# Do you receive child support from the babies dad, if so how much?



## amy_2

Just wondering if single mums receive child support from their ex? And is it a legal requirement for biological dads to pay child support? Or do they do it because they want to?

It is a topic I have often wondered about, especially incase I have a baby and me and my partner happen to break up, I would really want to know where I stand.

I also find that in the case of almost all single mums I know, after the relationship breaks up, the women are the ones to take on the full time responsibility of child care, while the dad's life is carefree and footloose so to speak. 

I notice this especially in the case of teenage pregnancy, the girl takes on the full time responsiblity, while the man often continues on as if nothing happened and refuses to be any part of the chid's life. 
It seems so sexist and I really feel for women in that position.


----------



## gemabee

it is a legal responsibility for the biological dad to pay maintenance for the child... if they don't pay willingly then u can take them to court.
a big part of the reason that women are left holding the baby when a relationship breaks down is for 2 reasons:
1 - the couple broke up during the pregnancy nd as it was the mum who decided to keep nd carry the child (sometimes against the fathers wishes)... then naturally nd automatically the mother keeps the child.
2 - the whole 'maternal' instinct of bein a mother... a child needs its mother... its a purely natural and traditional thing.

i personally (nd i know a lot agree with me)... don't see it that the father gets off as scot-free... its purely down to the fact that i would WANT to be the main care giver more than i would want to be able to go out, have fun, etc.
xx


----------



## Puma36

I was a single mum my husband left me with a 4yr and 2yr old to bring up, they're now 13 and 11 yrs, i went through the csa and he had to pay me 20% (15% for 1 child) of his earnings i don't know if its still the same as his payments haven't changed in years and the csa wont get involved anymore as he pays voluntary now and not taken out of his earnings x


----------



## AbbynChloe

I have a private agreement with Chloe's dad - and we try to negotiate fairly, but he is fully aware that if we ever come to disagree on how much he should pay, i'd go straight to CSA, simply telling him "it will reduce the stress if there was a third party dealing with the money issue between us"

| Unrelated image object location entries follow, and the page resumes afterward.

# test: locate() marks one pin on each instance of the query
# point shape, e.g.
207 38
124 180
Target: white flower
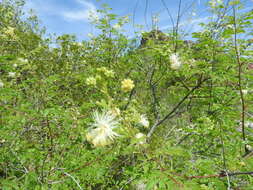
245 92
141 137
144 121
91 81
175 62
141 186
127 85
22 60
214 3
90 35
11 74
1 84
102 132
116 26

Yes the biological dad MUST pay maintainance towards the child, if you are not married, be sure to put his name on the birth certificate to save you problems in the future.

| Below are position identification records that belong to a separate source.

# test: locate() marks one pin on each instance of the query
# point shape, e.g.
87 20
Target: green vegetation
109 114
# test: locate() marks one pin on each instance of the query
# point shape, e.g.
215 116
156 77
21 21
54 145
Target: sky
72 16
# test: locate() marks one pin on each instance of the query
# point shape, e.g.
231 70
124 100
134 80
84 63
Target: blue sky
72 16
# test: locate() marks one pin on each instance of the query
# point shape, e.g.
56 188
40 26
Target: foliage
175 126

Seems to work for now - but it is very dependent on the character of FOB

Wish i could be more help.


----------



## anna matronic

I am not claiming anything from father of my child but that is my choice at the moment. I can go through CSA and make him pay, but I am choosing not to. I may well change my mind later though.


----------



## xJG30

Tom's dad is on the BC but doesn't pay.

Doesn't overly bother me anymore as he tends to stay out of our life.


----------



## shiawase

I didnt go through csa but i might do later on if he stops paying. He should give me £40 a month but i had £20 this month he will see liam once a week or when he can dont know how he does it tho he hasnt seen him for nearly a month now it makes me angry as liam should see his dad he hardly knows him these days!


----------



## lal

They are legally required to support the baby financially - go through the government, and it will be automatic, even if you are on friendly terms. Because friendly terms change! I almost felt bad going to a lawyer before I talked to him, but I knew I'd never ask for what I needed otherwise, and that any $ he isn't giving me for this baby will be spent on bars and women. And someday, if he does grow up and settle down with someone else, odds are she will not be very helpful with the situation, I want it all sorted out and established on paper right now!


----------



## wishuwerehere

He doesn't right now as he's a student, but the day he graduates a letter will be landing on his doormat from csa!


----------



## Pyrrhic

He's supposed to pay me a minimum of £400 a month for child maintenance, but I'm yet to see the full amount in my bank account.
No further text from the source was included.